I went to a make-up counter once.
I walked tentatively up to the counter and asked about concealer.
I was uneasy in that environment, it didn’t feel like someone like me belonged there.
I don’t know if I didn’t think my clothes were nice enough, my face was pretty enough or if it had more to do with my lack of understanding of the process all together. Whatever the reason, I felt like I was a flashing red light of an outsider.
The lady working was really nice, she put me in a chair and matched the colors to my face. Then, she decided we were having fun and kept putting things on my face. I think this is a great sales tactic because I ended up buying not just concealer, but, concealer, lipstick & blush.
I liked the way she talked and the gentle way she applied the make-up to my face.
It was relaxing.
Her hands smelled of addiction, the ripe combination of cigarettes and booze.
It reminded me of a house I spent a lot of time at as a child.

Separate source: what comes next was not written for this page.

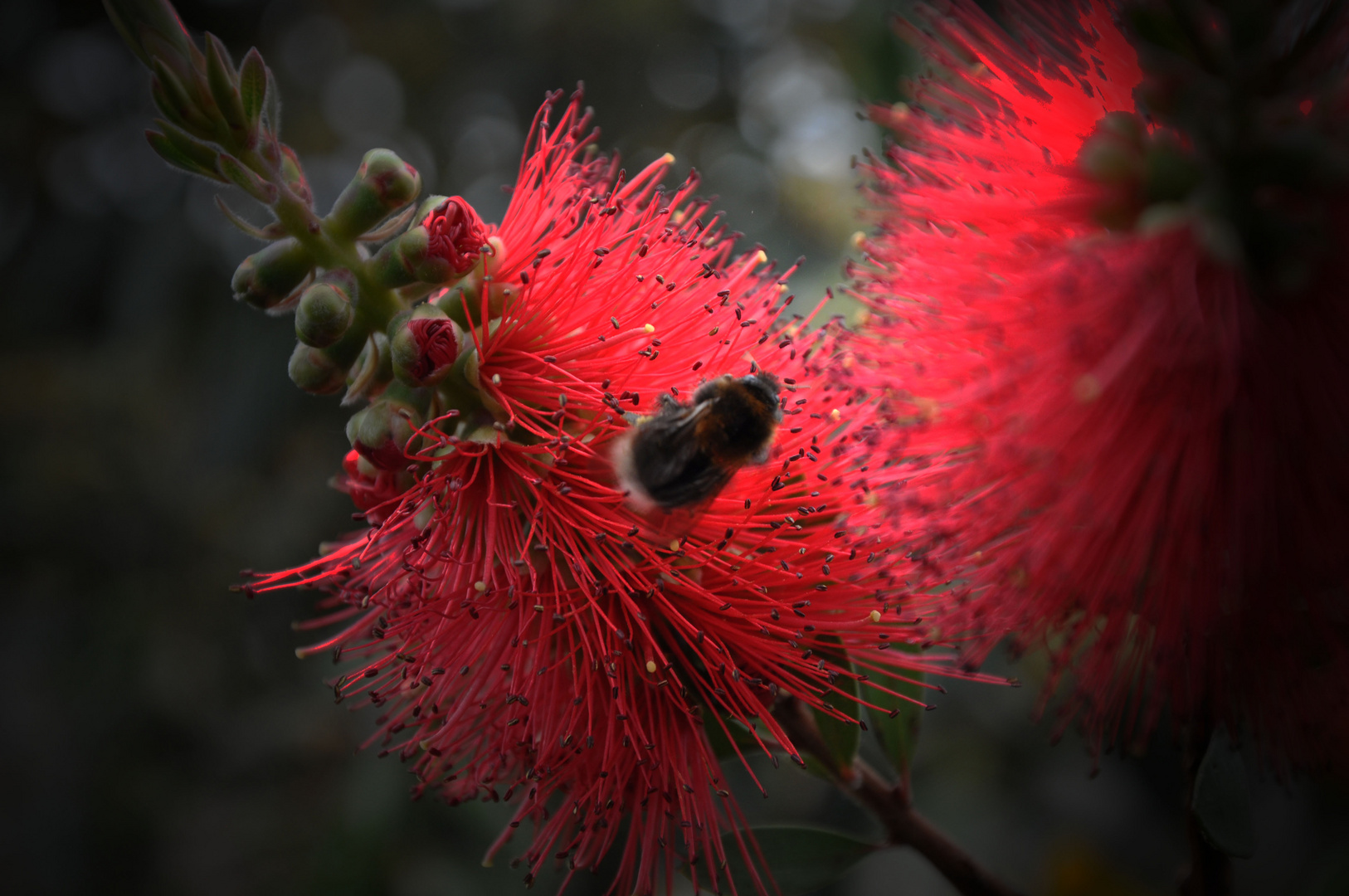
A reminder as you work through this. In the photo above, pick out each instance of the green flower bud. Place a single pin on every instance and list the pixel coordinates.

The home belonged to my step-father’s mother. It was just up the hill from our trailer and it felt nice compared to ours. Yes, the scent of cheap beer and cigarettes seemed to leak from the wallpaper and there was a haunting sound of dogs barking from their cages in the backyard, but, her tub wasn’t falling through the floor and she always had brand name soda and Little Debbie cakes.

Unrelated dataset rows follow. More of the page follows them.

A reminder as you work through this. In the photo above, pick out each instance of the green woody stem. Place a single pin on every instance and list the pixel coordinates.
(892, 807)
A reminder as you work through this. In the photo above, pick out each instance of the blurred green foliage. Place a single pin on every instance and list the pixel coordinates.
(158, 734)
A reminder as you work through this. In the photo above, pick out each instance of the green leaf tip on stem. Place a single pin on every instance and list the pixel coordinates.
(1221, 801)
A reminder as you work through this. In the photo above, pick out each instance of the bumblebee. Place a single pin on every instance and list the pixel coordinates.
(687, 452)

There were times when I loved to be at her house and moments when it felt like the worst possible place to be. I liked afternoons in their living room writing in my journal, it was quiet there and no one minded that I was in the way. I hated nights when they were partying. As fun as you would think a child would have in a room where everyone was dancing, I recognized the familiar glaze in the eyes of someone who was out of sorts and it never felt right.

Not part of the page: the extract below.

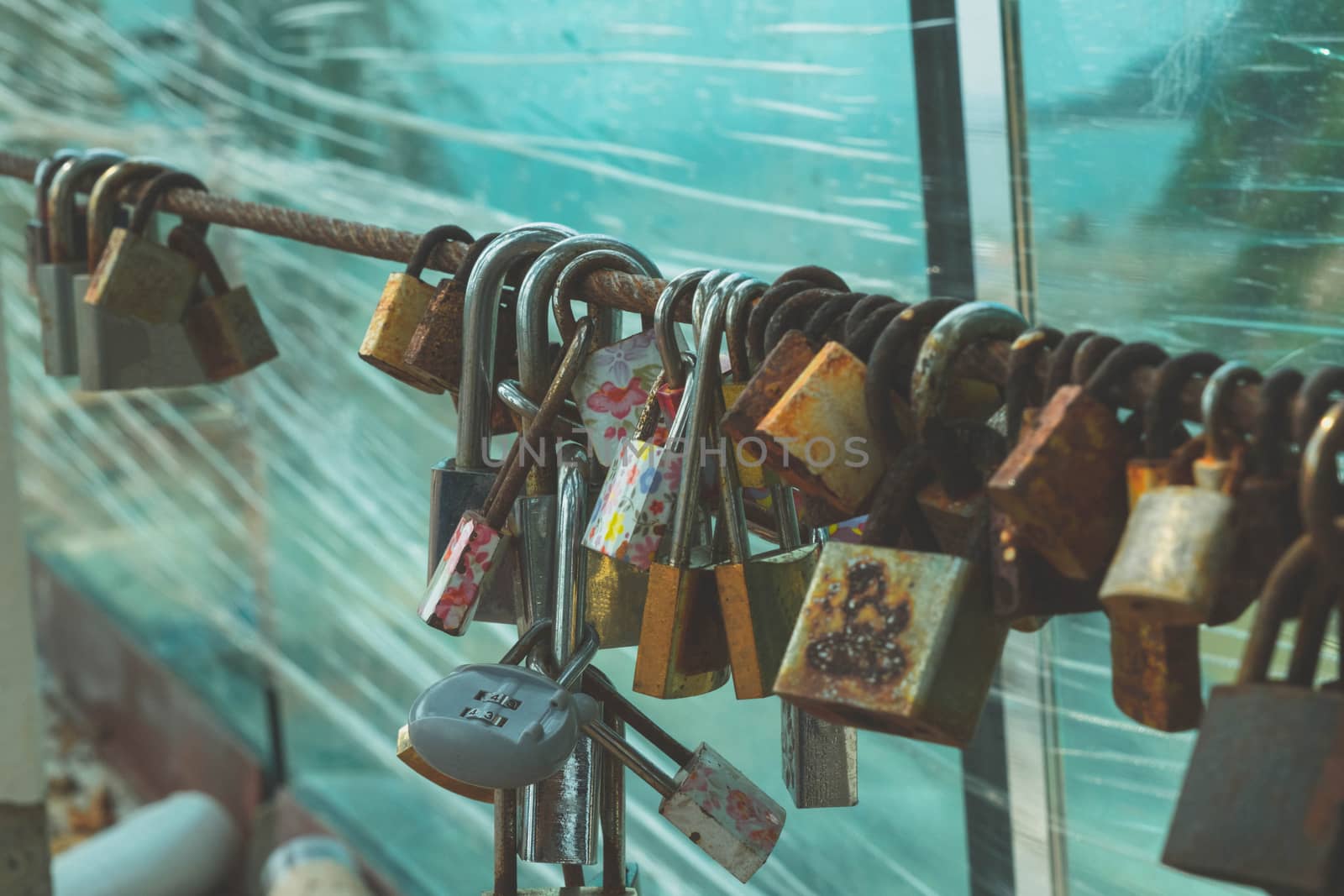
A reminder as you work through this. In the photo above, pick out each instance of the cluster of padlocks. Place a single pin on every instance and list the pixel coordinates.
(118, 309)
(817, 497)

I think I spent the majority of that time in my life trying to be in the quietest place I could find. I’d leave the screaming at my house for the quiet living room of theirs, I’d run from the parties at their house to the emptiness of mine. When neither of them could provide the solitude that I desired, I ran to the woods.
As I checked out at the counter, the woman asked me what I do for a living. I tried to explain it quickly, that I do marketing for a chocolate company in town, but, I also work as a blogger, portrait photographer, product photographer & social media consultant. I thought of the little girl running barefoot through the woods doing her best to escape the noise and hoping that one day she’d feel a little less alone. I imagined her sleeping on her cot in the living room having dreams of who she’d grow up to be, the thought of her being delighted at the prospect of handing a stranger a business card across a fancy make-up counter has me settled today.
I work a lot. Sometimes too much. But, I know that the little girl who wanted nothing more than to have something to pour herself into would be pleased and ultimately, she’s the only one that needs to be happy with me.